Siyasi hayatında defalarca medyanın itibar suikastına uğramış bir kardeşiniz olarak dillendiriyorum. Manşetlerle çarpışa çarpışa bugünlere geldik. Gerçeğin ta kendini olduğu için söylüyoruz. Türkiye'nin nereden nereye geldiğini sizlerde net göreceksiniz. 28 Şubat dönemindeki korkunç medya atmosferini hiçbirimiz hatırlamak istemiyoruz.Türkiye bugün 2002 öncesine göre daha özgür, tartışmasız medya ekosistemine sahiptir. Bu özgürlük ortamı çoğu zaman sorumsuzluk, kuralsızlık seviyesine kadar gitmektedir. Milli güvenliğe dair konularda ülkemizdeki basın kuruluşları Batı'daki meslektaşlarına nazaran daha rahat kalem oynatmaktadır. MİT TIR'larının durdurulmasından Gezi Parkı'na kadar bunu yaşadık. Türkiye teröre destek veren bir ülke gibi lanse edildi.
"SOKAK RÖPORTAJI ADI ALTINDA ADETA TERÖR ESTİRİYORLAR"
Eline mikrofon, kamera alanın kendini gazeteci ve muhabir olarak gördüğü bir ülkede yaşıyoruz.

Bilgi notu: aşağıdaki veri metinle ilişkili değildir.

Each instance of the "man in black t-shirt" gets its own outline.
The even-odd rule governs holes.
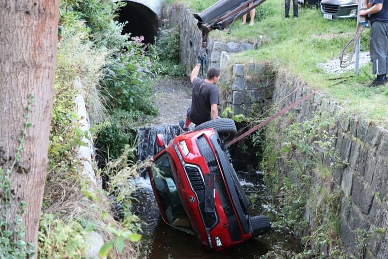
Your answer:
[[[366,0],[364,0],[364,4]],[[360,16],[369,15],[371,31],[371,59],[373,73],[377,78],[369,86],[384,85],[388,72],[388,0],[372,0],[372,6],[359,12]]]
[[[193,69],[190,81],[193,84],[191,107],[187,110],[186,123],[179,120],[179,125],[184,131],[188,130],[191,122],[198,125],[216,119],[218,116],[217,106],[220,104],[218,90],[214,84],[220,80],[220,69],[210,68],[206,78],[203,80],[197,77],[201,67],[198,62]]]

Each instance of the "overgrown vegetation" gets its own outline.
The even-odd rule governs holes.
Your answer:
[[[121,190],[119,182],[128,182],[139,166],[148,164],[130,162],[135,161],[130,156],[133,149],[125,145],[133,139],[131,130],[136,123],[157,111],[150,101],[149,58],[141,43],[121,34],[123,25],[114,19],[121,4],[109,0],[61,1],[49,164],[39,233],[40,258],[84,257],[89,249],[88,240],[96,233],[106,242],[99,256],[138,255],[141,229],[130,211],[133,187]],[[104,94],[90,95],[95,86]],[[95,125],[90,132],[80,130],[75,110],[74,98],[81,93],[91,106],[98,102],[105,107],[98,112],[106,121]],[[98,130],[100,146],[118,159],[111,159],[102,172],[95,168],[97,184],[100,175],[108,176],[107,191],[94,188],[94,180],[79,172],[83,162],[77,158],[77,147],[87,146],[85,140],[95,137]],[[109,195],[112,192],[115,195]],[[118,222],[111,211],[117,200],[124,205],[125,215]]]
[[[346,258],[340,238],[342,194],[333,188],[333,169],[342,166],[332,147],[333,119],[317,114],[302,123],[290,116],[282,120],[267,128],[260,165],[267,187],[277,197],[275,204],[282,211],[273,226],[300,233],[312,224],[298,258],[320,256],[324,247],[322,256]],[[304,217],[307,208],[310,214]]]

Bu şahıslar 'sokak röportajı' adı altında sokaklarda adeta terör estiriyor. Millete hakaret etme cüretini kendinde buluyorlar. Gerek provokatif sorularla, gerekse sorunlu üslupla milletimiz açıkça tahrik ediliyor. İtibar suikastları ve hakaretler karşısında yargı harekete geçtiğinde, bu kez 'basın özgürlüğü' denilerek yaygara kopartılıyor. Bunun kabul edilebilir yanı yok. Nasıl cübbe giyen hakim, savcı, avukat olmuyorsa, nasıl üniforma giyen polis ve asker kabul edilmiyorsa, nasıl her stetoskop takana doktor demiyorsak, eline mikrofon ve kamera alıp sokağa çıkan herkes gazeteci değildir.
"YENİ TÜRKİYE'DE ARTIK ESKİYE RAĞBET KALMAMIŞTIR"

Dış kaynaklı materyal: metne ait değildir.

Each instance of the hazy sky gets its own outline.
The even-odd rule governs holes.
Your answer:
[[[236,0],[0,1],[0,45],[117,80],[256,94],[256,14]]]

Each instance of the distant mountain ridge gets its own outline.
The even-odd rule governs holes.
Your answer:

Son 40-50 günde yaşananlar, ellerine fırsat geçtiğinde bunların nasıl bir faşist rüzgar estireceklerini bir kez daha göstermiştir. Onlara bugün şu atasözümüzü tekrar hatırlatmak isterim; eskiye rağbet olsaydı bit pazarına nur yağardı. Birileri hale kabullenmek istemese de yeni Türkiye'de artık eskiye rağbet kalmamıştır. Darbe bültenini aratmayan gazete çıkarılan, vesayetçilere manşetlerden selam çakılan, antidemokratik güç odaklarına sözcülük yapılan günler inşallah bir daha geri gelmemek üzere eskide kalmış, kötü bir anı olarak maziye karışmıştır.
Bugüne kadar Anadolu Medyası olarak mesleki kaidelere ve etik kurallara uyma noktasında sergilediğiniz sorumlu ve örnek çalışmalarınızdan ötürü hepinize ayrı ayrı teşekkür ediyorum. Rabbim kaleminizi güçlü, niyetinizi halis, yolunuzu açık eylesin diyorum. Ödül kazanan arkadaşlarımızı tekrar tebrik ediyorum. Halkın hizmetinde olan basın emekçilerin şükranlarımı sunuyorum. Kalın sağlıcakla."